Machine Learning Foundations · Lesson 36 of 70

What is Feature Engineering?

What Feature Engineering Is

Feature engineering is the process of transforming raw data into inputs that a model can learn from effectively. It sits between raw data and model training.

Raw data → [Feature Engineering] → Feature matrix → [Model] → Predictions

A well-chosen feature can make a simple model outperform a complex model on raw inputs. Feature engineering is often where the most leverage is in a practical ML project.

Types of Feature Engineering

1. Extraction      — derive numeric signals from complex raw data
                     (count medications from a list, extract year from timestamp)

2. Transformation  — change the distribution or scale of existing features
                     (log-transform skewed values, bin age into categories)

3. Interaction     — combine features to capture relationships
                     (age × medication count, creatinine × weight)

4. Aggregation     — summarize sequences or groups into scalar features
                     (mean INR over past 6 months, admission count in past year)

5. Encoding        — convert categorical data to numeric form
                     (one-hot, ordinal, target encoding)

6. Imputation      — fill in missing values with meaningful estimates
                     (median for lab values, -1 sentinel for "not measured")

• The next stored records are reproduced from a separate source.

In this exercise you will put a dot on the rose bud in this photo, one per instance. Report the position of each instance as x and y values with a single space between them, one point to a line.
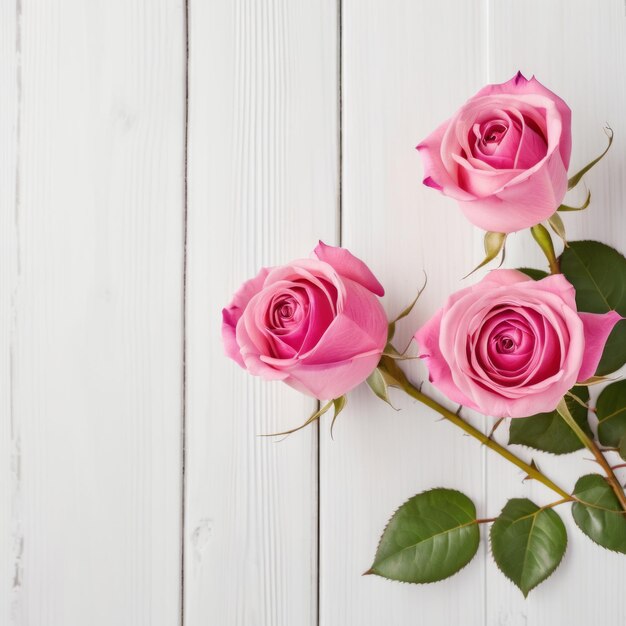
503 155
316 324
510 346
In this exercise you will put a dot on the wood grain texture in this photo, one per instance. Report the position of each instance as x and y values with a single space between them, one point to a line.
263 187
9 522
97 332
577 49
406 66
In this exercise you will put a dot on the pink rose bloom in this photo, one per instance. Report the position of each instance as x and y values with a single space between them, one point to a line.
510 346
503 155
316 324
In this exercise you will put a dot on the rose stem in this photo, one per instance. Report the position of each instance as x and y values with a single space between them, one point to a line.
591 445
532 472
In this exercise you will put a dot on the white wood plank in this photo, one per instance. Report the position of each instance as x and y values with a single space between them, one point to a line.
263 184
97 342
578 49
9 548
406 66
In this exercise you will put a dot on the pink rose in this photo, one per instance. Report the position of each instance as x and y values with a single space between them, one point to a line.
315 324
510 346
503 155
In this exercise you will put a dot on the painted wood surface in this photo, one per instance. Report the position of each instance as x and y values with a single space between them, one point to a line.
263 188
93 223
156 153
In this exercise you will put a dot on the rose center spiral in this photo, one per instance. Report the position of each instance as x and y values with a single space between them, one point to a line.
494 132
505 344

A Motivating Clinical Example

Python

import pandas as pd
import numpy as np

# Raw EHR data for a diabetic patient
raw_record = {
    "admission_date":   "2026-03-15",
    "discharge_date":   "2026-03-22",
    "medications":      ["metformin 1000mg", "lisinopril 10mg", "aspirin 81mg", "atorvastatin 40mg"],
    "diagnoses":        ["T2DM", "HTN", "HLD", "CKD stage 2"],
    "hba1c_history":    [8.2, 7.9, 9.1, 8.7],   # last 4 readings
    "age":              67,
    "weight_kg":        94,
    "serum_creatinine": 1.5,
    "prior_admissions": 2,
}

def engineer_features(record: dict) -> dict:
    admission = pd.to_datetime(record["admission_date"])
    discharge  = pd.to_datetime(record["discharge_date"])

    return {
        # Extraction
        "length_of_stay":      (discharge - admission).days,
        "num_medications":     len(record["medications"]),
        "num_diagnoses":       len(record["diagnoses"]),
        "on_metformin":        any("metformin" in m for m in record["medications"]),
        "on_anticoagulant":    any("warfarin" in m or "apixaban" in m for m in record["medications"]),

        # Aggregation from history
        "hba1c_mean":          np.mean(record["hba1c_history"]),
        "hba1c_max":           np.max(record["hba1c_history"]),
        "hba1c_trend":         record["hba1c_history"][-1] - record["hba1c_history"][0],
        "hba1c_unstable":      np.std(record["hba1c_history"]) > 0.5,

        # Transformation
        "eGFR_estimated":      140 / record["serum_creatinine"],   # simplified
        "bmi":                 record["weight_kg"] / (1.75 ** 2),

        # Interaction
        "age_x_ckd":           record["age"] * int("CKD" in " ".join(record["diagnoses"])),
        "complexity_score":    len(record["medications"]) + len(record["diagnoses"]) * 2,

        # Raw passthrough
        "age":                 record["age"],
        "prior_admissions":    record["prior_admissions"],
    }

features = engineer_features(raw_record)
for k, v in features.items():
    print(f"  {k:<25}: {v}")

Why Feature Engineering Often Beats Model Selection

Python

from sklearn.linear_model import LogisticRegression
from sklearn.ensemble import GradientBoostingClassifier
from sklearn.model_selection import cross_val_score

# Experiment: raw features vs engineered features, simple vs complex model

X_raw       = ...   # 5 raw clinical features
X_engineered = ...  # 20 engineered features from same raw data

for model_name, model in [("Logistic Regression", LogisticRegression()), ("GBM", GradientBoostingClassifier())]:
    raw_cv  = cross_val_score(model, X_raw,        y, cv=5, scoring="roc_auc")
    eng_cv  = cross_val_score(model, X_engineered, y, cv=5, scoring="roc_auc")
    print(f"{model_name}")
    print(f"  Raw features:        {raw_cv.mean():.3f}")
    print(f"  Engineered features: {eng_cv.mean():.3f}")

# Typical result:
# Logistic + raw:        0.63
# GBM + raw:             0.71
# Logistic + engineered: 0.74   ← better than GBM on raw features
# GBM + engineered:      0.82   ← best (both good model and good features)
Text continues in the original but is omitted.